A variety of DR methods has been proposed over the years. Presently, they are separated into two main categories: feature extraction and band selection. Band selection methods are designed to select a subset of hyperspectral spectral features to remove spectral redundancy, while retaining the important information of the entire image [
7]. The hyperspectral band selection methods can be divided into six major classes: hybrid-scheme-based methods [
8,
9,
10], embedding learning-based methods [
7], searching-based methods [
11,
12], ranking-based methods [
13,
14,
15], clustering-based methods [
16,
17,
18], and sparsity-based methods [
19,
20,
21]. However, it is difficult to determine the optimal band number and comprehensively assess the performance of band selection [
6,
7]. Unlike band selection, feature extraction transforms the original data into the optimized space by mathematical manipulation [
22]. Many methods have been presented for feature extraction. Traditional feature extractions can be categorized as linear and nonlinear methods. Principal component analysis (PCA) [
23], minimum noise fraction (MNF) transformation [
24], linear discriminant analysis (LDA) [
25], non-negative matrix underapproximation (NMU) [
26], and non-negative matrix factorization (NMF) [
27] are commonly used linear feature extraction methods. The nonlinear methods can be categorized into kernel-based methods [
28,
29], manifold-learning-based methods [
30,
31,
32], and graph-theory-based methods [
33]. By imposing the nonnegative constraint, NMF retains the non-negativity of HSIs in the lower feature space. Introducing a recursive procedure to NMF, NMU has the advantage of identifying features sequentially. However, because they ignore the inherent geometric structure information of the original data, it is difficult for both NMF and NMU to produce desired results when the data are nonlinear [
34]. LDA is a supervised feature extraction method. It projects the initial data to the lower space where the distances between different class centers are maximized [
25]. In contrast, this supervised method requires prior knowledge of categories and is unsuitable for complex scenes. Utilizing information content as an assessment index, PCA sorts the components by descending order [
23]; however, its performance relies heavily on the noise characteristics of the original data. It cannot guarantee that the components are ordered following the image quality when the noise is distributed unevenly in each band [
24], whereas MNF solves this problem and produces new components arranged by image quality, no matter how the noise is distributed [
24].
Because of factors such as the interaction of ground objects within one pixel, atmospheric absorption, and scattering, HSIs have inherent nonlinear characteristics [
35]. It is difficult for the aforementioned methods to deal with the nonlinear features effectively and efficiently within the HSIs.
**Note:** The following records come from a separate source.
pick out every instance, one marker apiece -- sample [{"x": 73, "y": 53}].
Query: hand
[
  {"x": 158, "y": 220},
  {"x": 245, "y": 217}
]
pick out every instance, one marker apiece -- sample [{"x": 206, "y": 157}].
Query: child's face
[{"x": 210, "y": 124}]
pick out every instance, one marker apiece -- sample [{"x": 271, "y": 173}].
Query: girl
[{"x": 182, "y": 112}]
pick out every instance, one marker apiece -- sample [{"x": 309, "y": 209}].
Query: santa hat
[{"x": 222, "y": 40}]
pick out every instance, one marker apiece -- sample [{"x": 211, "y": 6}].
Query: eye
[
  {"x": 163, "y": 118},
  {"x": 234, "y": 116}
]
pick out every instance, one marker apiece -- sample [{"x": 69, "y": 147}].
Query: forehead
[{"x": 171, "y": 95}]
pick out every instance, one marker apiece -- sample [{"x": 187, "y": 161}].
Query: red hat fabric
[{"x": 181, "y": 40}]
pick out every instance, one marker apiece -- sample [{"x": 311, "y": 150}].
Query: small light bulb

Recently, deep learning architectures and kernel functions have achieved remarkable success in dealing with the nonlinear features. Deep learning methods employ a hierarchical framework to extract high-dimensional features [
36]. A convolutional neural network (CNN), which contains multiple hidden layers, can extract features without manual annotation of attributes [
37,
38]. Chen et al. [
39] extracted the deep spatial-spectral features of HSIs using CNN, and achieved high classification performance. Although CNN is excellent in feature extraction, the high-dimensional data of HSIs place a heavy load on the computational process. In terms of this issue, Feng et al. [
40] combined the multibranch CNN with attention mechanisms (AMs) to obtain features in an adaptive region search. Mou et al. [
41] employed a squeeze-and-excitation network (SENet) to suppress redundancy and strengthen the vital bands. Adopting a nonlocal neural network (NLNN), Xue et al. [
42] developed Gaussian-like distribution weights of feature maps to generate the second-order features of HSIs for classification. In addition, Li et al. [
43] exploited the manifold-based maximization margin discriminant network (M
3DNet) to improve the feature extraction ability of deep learning models. In recent years, various feature extraction methods were developed based on different deep learning frameworks. However, finding the favorable number and size of hidden units for specific problems is a major problem with deep learning frameworks [
36]. The kernel functions ensure data linear separability by transforming the original data to the higher feature space, following which a linear analysis can be performed in this space [
44]. As a kernel-based method, kernel MNF (KMNF) [
28] transformation adopts kernel functions [
45] to make up for the weakness of MNF in modelling the nonlinear features within the HSIs. While KMNF is a valuable feature extraction method for HSIs, KMNF transformation presents the problem of high computational complexity and low execution efficiency. It is not suitable for the processing of large-scale datasets. In terms of this problem, this paper proposes a novel method for fast KMNF transformation (GNKMNF) based on the Nyström method and graphics processing unit (GPU) parallel computing. The contributions of this paper can be summarized as follows:
(1) In this paper, the performance of different feature extraction methods (including PCA, MNF, kernel PCA (KPCA), factor analysis (FA), LDA, local preserving projections (LPP), and KMNF) are evaluated in the Indian Pines, Salinas, and Xiong’an datasets. The experimental results show the generalization and effectiveness of KMNF transformation in feature extraction, which provides a reference for further research in feature extraction.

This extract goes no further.